On Thursday July 22, 2004 around 3:00 p.m., Brown was arrested and brought to the Wichita County Jail. Brown told the booking officer at the jail that he was under the care of a local specialist, Dr. Joseph Dean, for several serious medical conditions, including autoimmune chronic hepatitis, esophageal varices (enlarged veins in the lower part of the esophagus), anemia, jaundice, and splenomegaly (an enlargement of the spleen). Brown was placed in the jail’s general population. At 4:00 p.m., Brown complained that he felt nauseous and had vomited a small amount of blood. Nurse Michelle George contacted Brown’s pharmacist, who gave her Brown’s list of prescribed medications, which were prescribed to be taken every few hours. The pharmacist also told her that Brown had not picked up his medications in several months. Nurse George attempted to reach Brown’s physician, Dr. Dean. George then spoke with her supervisor, Nurse Rose Ingram, who told her not to order the medications until the patient was seen by the jail’s medical officer, Dr. Daniel Bolin. Dr. Bolin was under contract with Wichita County to be the physician in charge of providing medical care to inmates at the jail, as well as supervising the jail’s nursing staff and providing written standing orders for the nursing staff.
The following day, July 23, shortly before midnight, Brown vomited a large amount of blood. Other inmates contacted officers for help. Corporal Green and Officer Sours responded. They found a large puddle of blood next to Brown. Officer *311Sours described the puddle of blood as covering an area 1 to 1.5 feet in width and 2 to 2.5 feet in length. Brown told Officer Sours that he had gastric ulcers, that he took a significant amount of medications each month, and that he had received 27 units of blood transfusions over the preceding six months. Corporal Greene called Kaye Krajca, who was a nurse at the jail, and explained the situation to her. Krajca told him to give Brown a tube of liquid antacid per “standing orders.”
Brown took the antacid but soon other inmates alerted the officers that Brown was complaining that he was in a lot of pain. Officer Sours called Krajca again and she asked whether anyone actually saw Brown throw up blood. Sours told her, “Kaye, I had to clean it up.” Krajca told the officers to give Brown a phener-gan suppository for the nausea from Dr. Bolin’s standing orders. Around 2:25 a.m. (now July 24), the officers returned to Brown’s cell to administer the suppository but found Brown moaning and incoherent. The officers called Krajca at home again and told her that Brown was incoherent. Krajca advised that she was en route.
When Krajca arrived at the jail, Brown was largely unresponsive. Krajca had Brown moved to medical solitary and administered the suppositories. During a cigarette break, Krajca asked Sours, “Do you know what kind of ass chewing I would get from Dr. Bolin if I sent him to the hospital in the good health that he is in?”

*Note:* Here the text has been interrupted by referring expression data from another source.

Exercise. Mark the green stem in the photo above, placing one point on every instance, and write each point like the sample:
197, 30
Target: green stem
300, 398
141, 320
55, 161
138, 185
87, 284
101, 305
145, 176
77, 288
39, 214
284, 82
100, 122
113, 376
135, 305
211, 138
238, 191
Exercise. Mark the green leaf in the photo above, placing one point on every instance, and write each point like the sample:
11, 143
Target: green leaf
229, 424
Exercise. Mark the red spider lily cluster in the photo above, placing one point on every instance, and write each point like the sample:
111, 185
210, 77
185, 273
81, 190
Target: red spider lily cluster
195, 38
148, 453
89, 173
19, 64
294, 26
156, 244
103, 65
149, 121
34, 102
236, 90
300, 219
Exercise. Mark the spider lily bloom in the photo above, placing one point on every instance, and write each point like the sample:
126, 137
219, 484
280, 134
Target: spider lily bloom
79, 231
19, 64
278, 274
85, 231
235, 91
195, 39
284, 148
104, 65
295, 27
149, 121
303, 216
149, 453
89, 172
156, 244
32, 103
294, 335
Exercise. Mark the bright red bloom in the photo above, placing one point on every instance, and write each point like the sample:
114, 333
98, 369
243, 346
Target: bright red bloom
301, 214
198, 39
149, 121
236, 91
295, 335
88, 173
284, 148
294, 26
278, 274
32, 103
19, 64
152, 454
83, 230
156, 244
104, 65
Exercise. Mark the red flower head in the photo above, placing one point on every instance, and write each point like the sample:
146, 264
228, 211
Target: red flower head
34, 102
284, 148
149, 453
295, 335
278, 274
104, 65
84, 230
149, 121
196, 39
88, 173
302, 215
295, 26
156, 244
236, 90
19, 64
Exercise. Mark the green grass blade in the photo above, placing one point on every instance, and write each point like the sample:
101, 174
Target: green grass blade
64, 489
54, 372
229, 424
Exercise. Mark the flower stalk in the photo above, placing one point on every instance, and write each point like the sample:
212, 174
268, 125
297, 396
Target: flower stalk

On Saturday, July 24, between 3:12 a.m. and 11:30 p.m., detention officers allegedly monitored Brown through a slot in the cell door. At approximately 11:30 p.m., Brown was found unresponsive and without a pulse by the two officers. Krajca advised them to call emergency services. The medical response team reported that Brown had died quite some time prior to their arrival. The autopsy report indicates that Brown died from a massive gastrointestinal hemorrhage.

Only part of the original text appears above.